On Thursday, Senate Armed Services Committee held a confirmation hearing for Lt. Gen. Michael Langley, who is nominated to become the nation’s first Black Marine four-star general.

Langley was nominated by President Biden in June to become the commander of U.S. Africa Command ― the combatant command responsible for American military operations in Africa.

“It is a great honor to be the president’s nominee to lead U.S. AFRICOM,” Langley said during his hearing. “I am grateful to the trust and confidence extended by him, the Secretary of Defense, the Chairman of the Joint Chiefs of Staff and the Commandant of the Marine Corps.”

Langley, a native of Shreveport, Louisiana, graduated from the University of Texas at Arlington and has served in the Marine Corps since 1985, according to his Marine Corps bio.

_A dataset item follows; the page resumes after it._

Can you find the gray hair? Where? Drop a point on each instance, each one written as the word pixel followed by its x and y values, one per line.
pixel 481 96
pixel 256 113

It also noted he has multiple advanced degrees including a master’s in national security strategic studies from the U.S. Naval War College and a master’s in strategic studies from the U.S. Army War College. During his confirmation he was joined by his family, including his father, retired U.S. Air Force Master Sgt. Willie C. Langley.

After serving in several leadership roles during his 37 years in both the Pentagon and Marine Corps, and deployments to both Japan and Afghanistan, Langley assumed his current duties as the chief of Fleet Marine Force, Atlantic, Marine Forces Command and Marine Forces Northern Command in November 2021, according to his Marine Corps bio.

A predecessor of his was removed from a position as the leader of U.S. Marine Corps Forces Europe and Africa after allegedly using racial slurs in the presence of other Marines.

Langley is expected to be confirmed by the full Senate, marking a major step for diversity in the Marine Corps’ 246-year history. More than 70 White men have risen to the Marines’ highest ranks in that same time, according to the Washington Post.

The move to install Langley as the leader of U.S. service members in Africa also comes as American troops are once again stationed in Somalia and striking against al-Shabab.

Committee chairman Jack Reed, D-Rhode Island, shared in his opening remarks that he thinks Langley would be taking up this new role at a “critical time,” citing security situations in both East and West Africa as a need to expedite his confirmation ahead of the upcoming August recess.

The committee’s lead Republican, James Inhofe R-Oklahoma, agreed with the sentiment in his opening statement before directly addressing Langley.

“So, General Langley, once you assume your role, I want you to keep in mind the legacy of AFRICOM, what it is and how far we’ve come and how much more work needs to be done,” Inhofe said.

If confirmed, Langley will be based in Stuttgart, Germany, commanding roughly 6,000 U.S. troops in Africa, including about 1,300 in West Africa and about 3,500 in Djibouti, as reported by the Washington Post.

The committee also spoke during the hearing to Lt. Gen. Bryan Fenton, who is nominated to become the next commander of U.S. Special Operations Command.